Further analyses showed that 5 of 6 partial responses occurred in patients who had LAG-3 expression ≥1%, a subgroup of patients who accounted for two-thirds of the disease control benefit (16 of 26). The investigators found that patients with LAG-3-positive tumors had deeper and longer-lasting responses to the combination therapy.
Several different analyses of PD-L1 expression showed no association with the clinical efficacy of BMS-986016 and nivolumab. Overall, 2 of 16 patients with PD-L1 expression achieved partial responses compared with 4 of 19 patients who had lower levels of PD-L1 expression.
Four of the 6 objective responses occurred in patients with M1C disease without brain metastases, 5 responding patients had no liver metastases, and all 6 responses occurred in patients withoutBRAFmutations.
The safety data showed that the most common adverse events (all grades) were fatigue (9.0%), diarrhea (6.1%), pruritus (6.1%), and infusion-related reaction (5.2%). The most frequent grade 3/4 adverse events were elevated lipase (1.9%) and elevated liver enzymes (AST, 1.4%).

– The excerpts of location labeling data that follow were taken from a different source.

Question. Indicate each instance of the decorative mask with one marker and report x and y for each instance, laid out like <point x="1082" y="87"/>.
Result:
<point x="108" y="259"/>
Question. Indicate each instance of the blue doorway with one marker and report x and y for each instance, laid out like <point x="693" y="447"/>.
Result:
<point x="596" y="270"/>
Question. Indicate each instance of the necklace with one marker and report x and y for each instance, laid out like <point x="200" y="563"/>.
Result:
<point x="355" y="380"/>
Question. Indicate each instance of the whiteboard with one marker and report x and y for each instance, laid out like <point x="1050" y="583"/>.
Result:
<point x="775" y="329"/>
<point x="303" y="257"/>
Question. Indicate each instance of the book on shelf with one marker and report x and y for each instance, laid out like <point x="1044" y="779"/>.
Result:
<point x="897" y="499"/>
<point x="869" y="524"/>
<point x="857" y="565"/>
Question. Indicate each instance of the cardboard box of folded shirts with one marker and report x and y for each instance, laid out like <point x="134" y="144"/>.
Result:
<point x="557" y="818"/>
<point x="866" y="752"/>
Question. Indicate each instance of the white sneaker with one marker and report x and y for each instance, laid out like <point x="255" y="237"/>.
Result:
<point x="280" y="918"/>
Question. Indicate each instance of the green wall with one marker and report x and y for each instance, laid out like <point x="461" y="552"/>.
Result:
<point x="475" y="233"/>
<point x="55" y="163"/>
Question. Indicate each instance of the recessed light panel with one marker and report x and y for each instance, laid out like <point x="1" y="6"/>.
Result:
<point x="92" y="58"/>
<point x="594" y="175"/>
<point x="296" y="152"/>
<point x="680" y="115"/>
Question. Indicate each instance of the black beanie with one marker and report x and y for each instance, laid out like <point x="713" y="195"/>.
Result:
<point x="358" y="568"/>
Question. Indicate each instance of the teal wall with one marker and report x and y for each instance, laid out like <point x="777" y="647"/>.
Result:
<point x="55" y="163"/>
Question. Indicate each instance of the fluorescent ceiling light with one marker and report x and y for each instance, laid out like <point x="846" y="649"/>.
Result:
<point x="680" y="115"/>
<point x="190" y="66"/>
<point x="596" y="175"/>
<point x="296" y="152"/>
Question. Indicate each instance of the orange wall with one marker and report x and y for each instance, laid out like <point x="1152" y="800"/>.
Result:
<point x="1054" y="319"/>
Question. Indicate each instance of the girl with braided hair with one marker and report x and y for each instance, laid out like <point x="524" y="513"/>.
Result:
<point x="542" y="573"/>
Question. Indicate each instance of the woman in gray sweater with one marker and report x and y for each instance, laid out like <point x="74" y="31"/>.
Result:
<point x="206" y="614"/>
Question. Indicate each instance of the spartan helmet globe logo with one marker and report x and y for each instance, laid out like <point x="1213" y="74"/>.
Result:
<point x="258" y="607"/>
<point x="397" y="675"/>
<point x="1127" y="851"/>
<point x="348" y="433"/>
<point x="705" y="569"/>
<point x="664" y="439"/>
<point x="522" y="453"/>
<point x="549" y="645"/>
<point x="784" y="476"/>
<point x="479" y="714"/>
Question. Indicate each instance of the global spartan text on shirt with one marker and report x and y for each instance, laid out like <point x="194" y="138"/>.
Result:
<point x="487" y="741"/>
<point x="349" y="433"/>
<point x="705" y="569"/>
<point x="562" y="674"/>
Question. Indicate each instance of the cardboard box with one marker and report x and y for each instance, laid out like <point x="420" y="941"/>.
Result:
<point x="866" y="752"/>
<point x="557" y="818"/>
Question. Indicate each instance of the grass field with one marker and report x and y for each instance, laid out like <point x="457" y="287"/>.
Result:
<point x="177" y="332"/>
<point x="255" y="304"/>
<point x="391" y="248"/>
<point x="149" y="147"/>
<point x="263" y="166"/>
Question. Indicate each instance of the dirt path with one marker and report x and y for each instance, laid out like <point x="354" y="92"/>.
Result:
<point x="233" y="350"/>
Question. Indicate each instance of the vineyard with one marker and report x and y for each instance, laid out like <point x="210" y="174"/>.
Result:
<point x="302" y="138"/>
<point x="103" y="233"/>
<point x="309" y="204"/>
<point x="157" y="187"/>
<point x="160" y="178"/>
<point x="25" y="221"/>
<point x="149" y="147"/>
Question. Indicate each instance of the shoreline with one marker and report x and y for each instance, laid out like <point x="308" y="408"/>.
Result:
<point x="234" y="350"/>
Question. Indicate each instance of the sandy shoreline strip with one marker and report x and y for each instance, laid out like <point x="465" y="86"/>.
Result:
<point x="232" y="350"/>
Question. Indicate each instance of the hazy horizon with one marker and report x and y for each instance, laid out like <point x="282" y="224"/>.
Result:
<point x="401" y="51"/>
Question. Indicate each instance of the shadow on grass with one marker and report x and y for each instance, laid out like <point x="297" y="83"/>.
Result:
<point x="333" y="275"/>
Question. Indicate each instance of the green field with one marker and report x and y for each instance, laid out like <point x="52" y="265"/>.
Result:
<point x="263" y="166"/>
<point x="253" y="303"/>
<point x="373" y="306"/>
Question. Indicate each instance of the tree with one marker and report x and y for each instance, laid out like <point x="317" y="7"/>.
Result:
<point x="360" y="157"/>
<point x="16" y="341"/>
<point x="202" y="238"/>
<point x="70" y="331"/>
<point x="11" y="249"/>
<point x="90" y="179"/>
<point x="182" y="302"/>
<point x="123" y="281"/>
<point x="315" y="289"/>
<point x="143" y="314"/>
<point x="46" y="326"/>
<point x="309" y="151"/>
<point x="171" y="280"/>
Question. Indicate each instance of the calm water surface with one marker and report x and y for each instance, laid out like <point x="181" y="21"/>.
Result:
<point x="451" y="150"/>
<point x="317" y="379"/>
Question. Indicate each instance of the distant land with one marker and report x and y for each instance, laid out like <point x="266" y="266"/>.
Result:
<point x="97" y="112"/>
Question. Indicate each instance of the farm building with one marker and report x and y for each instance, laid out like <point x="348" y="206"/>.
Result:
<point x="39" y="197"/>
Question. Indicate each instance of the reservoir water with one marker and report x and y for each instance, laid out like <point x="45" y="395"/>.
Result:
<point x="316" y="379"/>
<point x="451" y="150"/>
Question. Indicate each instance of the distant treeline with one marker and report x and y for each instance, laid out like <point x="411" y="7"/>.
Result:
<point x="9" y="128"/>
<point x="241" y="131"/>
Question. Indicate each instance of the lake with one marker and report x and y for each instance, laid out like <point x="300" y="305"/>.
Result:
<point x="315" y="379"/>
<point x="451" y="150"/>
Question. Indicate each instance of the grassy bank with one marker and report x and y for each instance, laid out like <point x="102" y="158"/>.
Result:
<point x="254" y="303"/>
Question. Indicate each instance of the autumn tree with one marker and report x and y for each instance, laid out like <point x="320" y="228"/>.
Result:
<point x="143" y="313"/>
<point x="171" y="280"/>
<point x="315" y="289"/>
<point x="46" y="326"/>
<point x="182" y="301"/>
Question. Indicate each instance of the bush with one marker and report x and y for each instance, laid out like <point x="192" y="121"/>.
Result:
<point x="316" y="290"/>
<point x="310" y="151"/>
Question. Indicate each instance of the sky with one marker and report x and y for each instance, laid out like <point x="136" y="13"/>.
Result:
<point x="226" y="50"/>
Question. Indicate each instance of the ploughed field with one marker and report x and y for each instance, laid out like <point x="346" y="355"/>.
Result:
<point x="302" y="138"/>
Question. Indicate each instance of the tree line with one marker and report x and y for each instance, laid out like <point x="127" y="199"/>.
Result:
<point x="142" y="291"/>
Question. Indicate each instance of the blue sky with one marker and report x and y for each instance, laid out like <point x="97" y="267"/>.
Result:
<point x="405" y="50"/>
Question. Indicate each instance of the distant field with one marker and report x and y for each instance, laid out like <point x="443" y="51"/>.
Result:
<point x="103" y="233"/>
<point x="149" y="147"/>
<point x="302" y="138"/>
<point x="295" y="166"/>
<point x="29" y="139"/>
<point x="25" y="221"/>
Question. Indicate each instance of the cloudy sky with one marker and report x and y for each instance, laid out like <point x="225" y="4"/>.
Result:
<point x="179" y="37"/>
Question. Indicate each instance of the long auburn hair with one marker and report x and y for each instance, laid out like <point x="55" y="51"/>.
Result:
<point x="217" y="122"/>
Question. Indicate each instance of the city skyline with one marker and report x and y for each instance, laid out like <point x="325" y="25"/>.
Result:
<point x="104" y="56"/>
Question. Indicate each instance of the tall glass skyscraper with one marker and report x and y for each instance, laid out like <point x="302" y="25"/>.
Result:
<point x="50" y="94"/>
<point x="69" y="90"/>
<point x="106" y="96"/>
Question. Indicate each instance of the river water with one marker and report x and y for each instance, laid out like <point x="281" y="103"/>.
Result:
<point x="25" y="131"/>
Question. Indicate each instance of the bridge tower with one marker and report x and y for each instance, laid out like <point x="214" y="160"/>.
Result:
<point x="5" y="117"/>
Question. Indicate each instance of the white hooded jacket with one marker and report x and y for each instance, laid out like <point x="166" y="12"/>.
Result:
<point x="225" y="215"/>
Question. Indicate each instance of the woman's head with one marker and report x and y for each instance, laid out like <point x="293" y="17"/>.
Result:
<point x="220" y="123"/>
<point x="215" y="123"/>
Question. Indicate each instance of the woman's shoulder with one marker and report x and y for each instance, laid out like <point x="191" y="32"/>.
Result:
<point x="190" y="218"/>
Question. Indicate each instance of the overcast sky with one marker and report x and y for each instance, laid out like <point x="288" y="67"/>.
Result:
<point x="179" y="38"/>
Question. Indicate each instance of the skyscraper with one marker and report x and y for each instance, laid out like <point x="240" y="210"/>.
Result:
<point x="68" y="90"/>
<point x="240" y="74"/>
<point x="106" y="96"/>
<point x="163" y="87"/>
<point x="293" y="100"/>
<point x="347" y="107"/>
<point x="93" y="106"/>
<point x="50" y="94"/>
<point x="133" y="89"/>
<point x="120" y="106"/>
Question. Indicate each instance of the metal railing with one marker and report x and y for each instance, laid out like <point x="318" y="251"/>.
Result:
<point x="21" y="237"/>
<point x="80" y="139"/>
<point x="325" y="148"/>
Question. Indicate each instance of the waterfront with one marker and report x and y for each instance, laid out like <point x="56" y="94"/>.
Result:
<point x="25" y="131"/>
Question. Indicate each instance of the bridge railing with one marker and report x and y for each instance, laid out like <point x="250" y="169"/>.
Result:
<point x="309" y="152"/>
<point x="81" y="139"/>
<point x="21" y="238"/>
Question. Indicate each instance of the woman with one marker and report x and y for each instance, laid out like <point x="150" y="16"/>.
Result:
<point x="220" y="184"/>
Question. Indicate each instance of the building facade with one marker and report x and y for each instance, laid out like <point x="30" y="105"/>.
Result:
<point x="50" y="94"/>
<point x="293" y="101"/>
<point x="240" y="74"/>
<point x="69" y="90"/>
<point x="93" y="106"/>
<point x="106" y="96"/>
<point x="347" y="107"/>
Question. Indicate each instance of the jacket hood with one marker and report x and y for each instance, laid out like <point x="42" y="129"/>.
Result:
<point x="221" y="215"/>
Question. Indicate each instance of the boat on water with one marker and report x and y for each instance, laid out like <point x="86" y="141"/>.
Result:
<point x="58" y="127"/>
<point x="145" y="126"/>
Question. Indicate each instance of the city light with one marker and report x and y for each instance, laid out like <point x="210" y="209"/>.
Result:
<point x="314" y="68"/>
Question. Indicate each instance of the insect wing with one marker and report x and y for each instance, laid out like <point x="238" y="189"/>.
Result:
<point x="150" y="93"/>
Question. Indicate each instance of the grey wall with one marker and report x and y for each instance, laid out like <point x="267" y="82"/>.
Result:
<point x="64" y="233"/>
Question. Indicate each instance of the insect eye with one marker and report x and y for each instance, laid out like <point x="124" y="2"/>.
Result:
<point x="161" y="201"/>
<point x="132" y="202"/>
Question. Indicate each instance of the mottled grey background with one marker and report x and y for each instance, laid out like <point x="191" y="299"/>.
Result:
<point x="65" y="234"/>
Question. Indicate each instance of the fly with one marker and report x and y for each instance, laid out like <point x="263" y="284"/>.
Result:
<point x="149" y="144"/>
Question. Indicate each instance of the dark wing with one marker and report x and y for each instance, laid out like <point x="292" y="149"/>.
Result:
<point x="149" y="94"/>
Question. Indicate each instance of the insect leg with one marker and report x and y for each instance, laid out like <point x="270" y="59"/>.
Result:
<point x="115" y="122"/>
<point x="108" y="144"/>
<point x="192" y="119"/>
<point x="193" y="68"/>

In the subgroup of patients with previously treated melanoma, diarrhea and nausea occurred most often (5.5% each), followed by pruritus, arthralgia, pyrexia, and dry mouth (3.6% each). Grade ≥3 TRAEs consisted of 1 case each of diarrhea, elevated lipase, and colitis associated with elevated lipase.
Reference:
Ascierto PA, Melero I, Bhatia S, et al. Initial efficacy of anti-lymphocyte activation gene-3 (antiLAG-3; BMS-986016) in combination with nivolumab (nivo) in pts with melanoma (MEL) previously treated with anti–PD-1/PD-L1 therapy.J Clin Oncol.2017;35 (suppl; abstr 9520).